Regularizing the Satellite Temperature-Retrieval Problem through Singular-Value Decomposition of the Radiative Transfer Physics

Abstract

A new method is derived for retrieving atmospheric temperature profiles from satellite-measured spectral radiance that appears, in first tests, to effectively circumvent certain difficulties of other well-known and implemented methods. In particular, the new method provides an elective way to avoid numerical instability without having to force the algorithm toward adherence to a priori statistics not dependent on the radiance measurements. This provides the opportunity to extract more information from satellite sounding instruments, without encountering instabilities owing to overlapping weighting functions. BY implication, this means that retrievals can be obtained without the typically strong external constraints of smoothing or cohesion to historical characteristics of the thermal or moisture structure.
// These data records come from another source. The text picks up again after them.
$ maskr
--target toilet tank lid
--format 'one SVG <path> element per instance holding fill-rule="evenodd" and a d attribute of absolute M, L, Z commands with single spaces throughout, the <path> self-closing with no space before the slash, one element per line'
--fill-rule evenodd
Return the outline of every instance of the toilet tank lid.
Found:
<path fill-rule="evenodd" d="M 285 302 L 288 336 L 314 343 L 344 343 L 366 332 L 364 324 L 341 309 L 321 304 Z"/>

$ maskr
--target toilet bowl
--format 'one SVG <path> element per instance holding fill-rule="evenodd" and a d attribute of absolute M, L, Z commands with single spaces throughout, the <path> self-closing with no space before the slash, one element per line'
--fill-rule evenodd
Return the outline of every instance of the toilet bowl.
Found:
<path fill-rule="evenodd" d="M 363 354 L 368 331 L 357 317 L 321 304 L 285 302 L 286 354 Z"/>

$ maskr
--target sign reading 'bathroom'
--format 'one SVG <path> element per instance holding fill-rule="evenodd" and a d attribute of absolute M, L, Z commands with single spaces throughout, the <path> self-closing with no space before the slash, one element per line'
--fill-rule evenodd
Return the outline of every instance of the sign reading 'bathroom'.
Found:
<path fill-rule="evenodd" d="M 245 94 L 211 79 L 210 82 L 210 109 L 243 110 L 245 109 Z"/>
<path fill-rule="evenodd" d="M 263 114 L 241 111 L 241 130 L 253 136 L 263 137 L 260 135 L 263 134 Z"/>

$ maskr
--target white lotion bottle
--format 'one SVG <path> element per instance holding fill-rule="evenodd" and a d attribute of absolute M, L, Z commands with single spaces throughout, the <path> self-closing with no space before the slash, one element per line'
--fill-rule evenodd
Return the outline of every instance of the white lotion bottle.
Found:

The new retrieval method is derived from a singular-value decomposition (SVD) of the radiative transfer physics governing the satellite measurements. The basis is an orthogonal one depending only on the characteristics of the sounding radiometer and not on a priori statistics. The SVD procedure allows one to efficiently structure and extract the information content of satellite observations and to rationally control the numerical, algorithmic instability. This is accomplished by discarding those singular vectors that adversely transform small radiometer errors into large retrieval errors, while retaining those vectors that transform radiance information reliably and unproblematically into thermal information. It is hoped that this new SVD methodology will find useful application for improving the impact of satellite observations on satellite retrievals and thereby improve the impact of retrievals on meteorological problems varying from short-range forecasting to long-range assessment of global change.